Владимирский с трудом удержался от того, чтобы не ударить этого урода. Аж зубы скрипнули. Да что толку? Сынуля сейчас в состоянии полной невменяемости. Что бей, что кол на голове теши… Пусть выспится. Придет в себя. И надо срочно решать вопрос с клиникой. Пока не поздно. Где-нибудь в Швейцарии, чтобы режим немецкий, построже. Чтобы ни капли. «А то как бы дело не дошло до чего похуже спиртного, — боязливо подумал он. — Пока что сын не наркоман, слава богу, это Владимирский проверил. Но… Ладно, марихуаной они, похоже, все балуются. Все Голландию в пример приводят. Но ежели это что посильнее, да на фоне алкоголя…»
Оскорбление в адрес Ларисы он пропустил мимо ушей. Сын органически не переваривает его новую жену. Ладно бы, любил свою мать! Нет, ту тоже не любит. Но на Ларису просто крысится постоянно. Настолько, что даже обедать вместе не могут. Уж сколько он ни предпринимал попыток организовать что-то вроде традиции тихих семейных обедов по воскресеньям! Была у него идейка устроить впоследствии нечто вроде дворянского салона. Как там? — «по четвергам они давали обеды, на которые собирались лучшие люди общества». Вот и тут так можно было бы.
Молодая красивая хозяйка. В углу кто-то тихонько играет на рояле. За столом политики, писатели, артисты. Слава богу, немало их тут, вдоль Рублево-Успенского! Журналистов изредка приглашать, лучше западных, художников каких… Чтобы дом стал знаменит, как некий центр нового аристократизма.
Тем более что живет здесь, в общем, и так верхний средний класс, умом да талантами вырвавшийся за эти годы реформ наверх. И не хватает ему только центра. Чтобы не выскочками-нуворишами себя чувствовать, случайно оказавшимися в элите, а настоящей элитой, с соответствующим досугом.
А то как соберутся в «Царской охоте» или, там, в «Кураже» и давай… куражиться. Словно дома им джина да виски мало!
Что ж, он, Владимирский, мог бы такое сделать, такой салон. И Лариса для этого — самая подходящая хозяйка. Тем более что ей — по его просьбе — нашли каких-то давних графских родственников. Графиней означили. Вот только сын… Он с ней в одной-то семье обедать не хочет! Какой уж тут салон! Не дай бог, скандал закатится, все над тобой же и смеяться будут. Нет, хватит Лондона! Что-то сынуля там не того, похоже, поднабрался. На полгодика хотя бы в строгую клинику! А там поглядим…

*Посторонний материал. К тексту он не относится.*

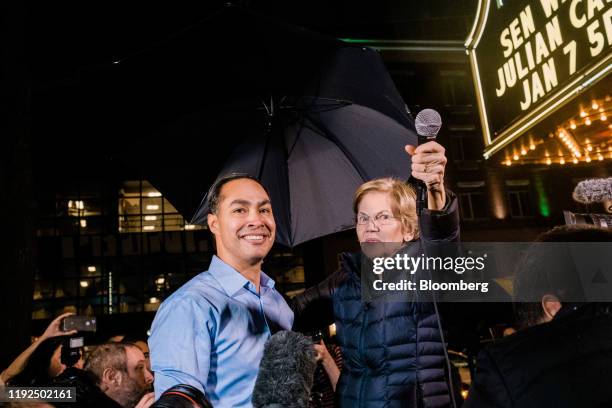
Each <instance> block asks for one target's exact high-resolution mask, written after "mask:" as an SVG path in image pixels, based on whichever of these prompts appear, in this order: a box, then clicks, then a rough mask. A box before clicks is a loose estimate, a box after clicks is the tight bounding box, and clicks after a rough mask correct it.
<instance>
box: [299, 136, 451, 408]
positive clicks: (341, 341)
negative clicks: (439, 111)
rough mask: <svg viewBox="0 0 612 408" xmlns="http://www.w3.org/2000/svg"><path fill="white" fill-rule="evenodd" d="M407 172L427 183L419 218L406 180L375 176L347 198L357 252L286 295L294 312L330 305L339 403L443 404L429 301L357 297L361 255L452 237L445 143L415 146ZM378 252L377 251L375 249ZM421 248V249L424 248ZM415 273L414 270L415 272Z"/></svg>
mask: <svg viewBox="0 0 612 408" xmlns="http://www.w3.org/2000/svg"><path fill="white" fill-rule="evenodd" d="M406 151H407V152H408V154H410V155H412V176H413V177H414V178H416V179H418V180H421V181H423V182H424V183H425V185H426V186H427V195H428V208H426V209H423V213H422V214H421V215H420V219H419V216H418V215H417V212H416V194H415V191H414V189H413V188H412V187H411V186H409V185H408V184H407V183H406V182H405V181H403V180H399V179H396V178H379V179H375V180H371V181H368V182H366V183H364V184H362V185H361V186H360V187H359V188H358V189H357V191H356V192H355V196H354V199H353V211H354V213H355V220H356V228H355V229H356V233H357V239H358V240H359V243H360V245H361V249H362V251H361V252H359V253H353V254H347V253H345V254H342V255H341V256H340V268H339V269H338V270H337V271H336V272H334V273H333V274H332V275H331V276H330V277H328V278H327V279H325V280H324V281H323V282H321V283H320V284H318V285H317V286H315V287H312V288H309V289H307V290H306V291H305V292H304V293H302V294H300V295H298V296H296V297H295V298H293V300H292V306H293V308H294V312H295V313H296V316H299V315H301V314H302V313H305V310H306V309H307V307H308V306H309V304H311V303H313V302H316V301H318V300H320V299H330V300H331V301H332V303H333V310H334V318H335V323H336V330H337V332H336V333H337V341H338V344H339V346H340V348H341V349H342V359H343V367H342V372H341V374H340V379H339V380H338V384H337V388H336V393H337V397H338V401H339V404H340V406H341V407H383V406H384V407H395V406H398V407H399V406H401V407H436V408H437V407H439V408H443V407H444V408H446V407H448V406H450V404H451V400H450V398H451V397H450V394H449V387H448V384H447V378H446V375H445V347H446V345H445V344H444V343H443V341H442V334H441V332H440V326H439V321H438V319H439V316H438V314H437V311H436V309H435V306H434V304H433V303H431V302H424V301H414V300H407V301H384V300H383V301H380V302H375V301H364V299H363V298H362V295H363V293H364V291H366V290H367V289H366V288H363V287H362V281H361V268H362V261H363V260H364V258H363V257H367V258H368V259H373V258H374V257H379V256H392V255H394V254H400V253H405V254H407V255H408V256H411V257H418V256H420V254H421V253H422V252H423V249H424V248H425V247H426V246H429V245H430V244H432V245H437V244H438V243H445V242H453V241H457V240H458V239H459V217H458V208H457V200H456V198H455V196H454V194H452V193H451V192H450V191H445V189H444V169H445V165H446V157H445V153H444V148H443V147H442V146H441V145H439V144H438V143H436V142H428V143H425V144H423V145H420V146H418V147H417V148H415V147H414V146H407V147H406ZM380 250H383V251H384V253H383V254H380V253H378V251H380ZM425 252H427V251H425ZM417 273H418V272H417Z"/></svg>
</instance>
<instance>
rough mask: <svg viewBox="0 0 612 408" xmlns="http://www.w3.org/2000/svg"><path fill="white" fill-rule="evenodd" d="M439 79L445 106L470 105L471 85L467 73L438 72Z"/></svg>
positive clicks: (472, 90)
mask: <svg viewBox="0 0 612 408" xmlns="http://www.w3.org/2000/svg"><path fill="white" fill-rule="evenodd" d="M440 79H441V80H440V85H441V87H442V96H443V98H444V99H443V100H444V104H445V105H447V106H453V105H471V103H472V102H471V97H472V94H473V85H472V81H471V77H470V76H468V74H467V71H465V70H443V71H440Z"/></svg>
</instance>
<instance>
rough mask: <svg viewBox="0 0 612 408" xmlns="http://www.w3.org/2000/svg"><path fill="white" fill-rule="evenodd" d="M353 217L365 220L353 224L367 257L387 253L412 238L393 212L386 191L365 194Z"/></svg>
mask: <svg viewBox="0 0 612 408" xmlns="http://www.w3.org/2000/svg"><path fill="white" fill-rule="evenodd" d="M357 218H358V219H359V218H362V219H368V221H367V222H366V223H362V224H360V223H357V226H356V231H357V238H358V239H359V243H360V244H361V248H362V250H363V252H364V254H366V255H367V256H368V257H369V258H374V257H379V256H390V255H392V254H394V253H395V252H397V251H398V250H399V249H400V248H401V247H402V245H403V244H404V243H405V242H408V241H411V240H412V239H413V238H414V234H413V233H412V232H410V231H406V230H405V228H404V227H403V225H402V222H401V220H400V218H399V215H396V214H395V213H394V211H393V206H392V197H391V195H390V194H389V193H388V192H382V191H369V192H367V193H365V194H364V195H363V196H362V197H361V200H360V201H359V204H358V206H357Z"/></svg>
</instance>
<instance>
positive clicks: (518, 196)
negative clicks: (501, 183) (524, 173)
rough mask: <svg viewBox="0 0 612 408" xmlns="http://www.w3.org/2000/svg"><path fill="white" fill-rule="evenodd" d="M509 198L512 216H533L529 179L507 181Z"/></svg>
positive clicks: (514, 217) (521, 216)
mask: <svg viewBox="0 0 612 408" xmlns="http://www.w3.org/2000/svg"><path fill="white" fill-rule="evenodd" d="M505 184H506V188H507V189H508V193H507V197H508V204H509V207H510V216H512V217H513V218H525V217H532V216H533V205H532V203H531V194H530V193H529V186H530V182H529V180H527V179H520V180H506V183H505Z"/></svg>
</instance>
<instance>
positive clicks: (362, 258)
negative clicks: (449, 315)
mask: <svg viewBox="0 0 612 408" xmlns="http://www.w3.org/2000/svg"><path fill="white" fill-rule="evenodd" d="M361 249H362V255H361V257H360V263H361V287H362V291H361V293H362V297H363V300H364V301H417V302H418V301H425V302H428V301H433V300H435V301H439V302H512V301H521V302H539V301H540V300H541V297H542V294H543V293H553V294H560V295H563V296H564V298H565V299H567V301H573V302H585V301H590V302H612V243H609V242H605V243H603V242H588V243H584V242H583V243H579V242H571V243H559V242H554V243H552V242H546V243H530V242H512V243H510V242H493V243H461V244H459V243H436V244H423V243H420V242H414V243H408V244H407V245H406V244H399V243H366V244H363V245H362V247H361ZM535 259H540V260H541V259H546V260H547V261H546V262H544V263H543V264H542V265H539V266H538V267H537V268H534V267H533V264H534V260H535ZM548 260H549V261H548Z"/></svg>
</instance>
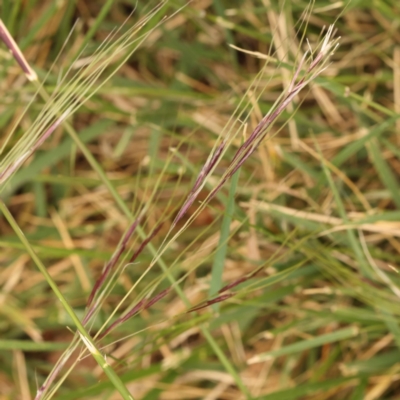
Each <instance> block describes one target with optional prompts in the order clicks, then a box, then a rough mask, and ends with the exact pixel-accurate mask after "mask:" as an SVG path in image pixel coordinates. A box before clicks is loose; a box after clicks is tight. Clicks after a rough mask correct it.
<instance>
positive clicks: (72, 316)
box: [0, 200, 133, 400]
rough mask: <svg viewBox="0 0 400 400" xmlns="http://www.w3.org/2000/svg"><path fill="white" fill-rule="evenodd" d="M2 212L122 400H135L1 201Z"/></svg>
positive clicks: (81, 338)
mask: <svg viewBox="0 0 400 400" xmlns="http://www.w3.org/2000/svg"><path fill="white" fill-rule="evenodd" d="M0 211H1V212H2V213H3V215H4V217H5V218H6V219H7V221H8V223H9V224H10V226H11V227H12V228H13V230H14V232H15V233H16V235H17V236H18V238H19V240H20V241H21V243H22V244H23V245H24V246H25V249H26V251H27V252H28V254H29V255H30V256H31V258H32V260H33V261H34V263H35V264H36V266H37V267H38V269H39V271H40V272H41V273H42V275H43V276H44V278H45V279H46V281H47V283H48V284H49V285H50V287H51V289H52V290H53V292H54V293H55V295H56V296H57V298H58V300H59V301H60V302H61V304H62V305H63V307H64V309H65V310H66V311H67V313H68V315H69V316H70V317H71V319H72V321H73V322H74V324H75V326H76V328H77V329H78V332H79V335H80V337H81V339H82V341H83V343H84V344H85V346H86V347H87V349H88V350H89V351H90V353H91V354H92V356H93V357H94V359H95V360H96V361H97V363H98V364H99V365H100V368H101V369H102V370H103V371H104V373H105V374H106V375H107V376H108V378H109V379H110V381H111V382H112V383H113V385H114V386H115V388H116V389H117V390H118V392H119V393H120V394H121V396H122V398H123V399H124V400H133V397H132V395H131V394H130V393H129V391H128V389H127V388H126V387H125V385H124V384H123V383H122V381H121V379H120V378H119V376H118V375H117V374H116V373H115V372H114V370H113V369H112V368H111V367H110V365H109V364H108V363H107V360H106V359H105V358H104V356H103V355H102V354H101V352H100V351H99V350H98V349H97V348H96V346H95V344H94V342H93V340H92V338H91V337H90V335H89V333H88V332H87V331H86V329H85V328H84V326H83V325H82V323H81V321H80V320H79V318H78V317H77V316H76V314H75V312H74V310H73V309H72V307H71V306H70V305H69V303H68V301H67V300H66V299H65V297H64V296H63V294H62V293H61V291H60V290H59V288H58V286H57V284H56V283H55V282H54V280H53V278H52V277H51V276H50V274H49V273H48V271H47V269H46V267H45V266H44V265H43V263H42V262H41V261H40V258H39V257H38V256H37V254H36V253H35V251H34V250H33V248H32V247H31V245H30V243H29V241H28V240H27V239H26V237H25V235H24V233H23V232H22V230H21V229H20V227H19V226H18V223H17V221H15V219H14V217H13V216H12V214H11V213H10V211H9V210H8V208H7V206H6V205H5V204H4V202H3V201H1V200H0ZM46 389H47V388H43V387H42V388H40V389H39V391H40V390H42V392H44V390H46Z"/></svg>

Борис Семенович и не подозревал, что дела с сыном обстоят гораздо хуже, чем он полагал…
Вчерашним вечером картина была далекой от рутинной водки, пусть и перемежаемой затяжкой легкого дурмана. На «Оленьем лугу», участке леса недалеко от Таганькова, он был суперменом, сильным и торжествующим. В одной руке — окровавленный кинжал, в другой… В другой — еще трепещущая тушка черной курицы, только что замученной до смерти.
Вчера вечером была месса. Церковная служба. «Черная месса». У подножия мертвого, но когда-то очень мощного дуба Леонид и его друзья Пит, Алик и Тим, которые связаны теперь ритуалом братства, построили что-то вроде алтаря. Поскольку накануне шел дождь, было решено отказаться от обычного костра. И всю сцену призрачно освещали свечи и две керосиновые лампы из «Леруа Мерлен».
Тяжесть «черного металла» буквально расплющивает дивидюку. Под все ускоряющийся ритм музыки тесный круг парней, заведенных виски и гашишем, начинает свою молитву. Молитву сатане.
«Бог мертв… Мария, ты, толстая шлюха!.. Иисус, ублюдок!» — голосит Леонид. Это он — проповедник. И первосвященник.
«Люцифер, господин тьмы! — кричит первосвященник в ночь. — Услышь нас!..»
Паства, ускоряя темп танца-молитвы, яростно растаптывает стоящие по кругу свечи. Остаются десять, образующих пентаграмму в центре. Внутри пентаграммы и проливается кровь курицы…
Леня не знает, правильно ли они все это делают. Он-то вычитал о сатанистах. Сначала в газетах. В Англии об этом часто писали. Но разыскивать настоящих сатанистов, да еще там, он не решился. Не то место, да и он — не свой. Прошерстив Интернет, он, однако, увидел, что в этом культе устоявшихся магических ритуалов нет. Есть лишь некие общие, точнее, общепризнанные принципы. А следовательно, каждый может основать свою организацию и стать в ней первосвященником. И значит, не надо искать мощные устоявшиеся секты, чтобы проходить там путь, начиная от неофита и так далее, по всем ступенькам. Причем на каждой верхней его, новичка, будут ждать и желать его восхождения все меньше. И он — тоже.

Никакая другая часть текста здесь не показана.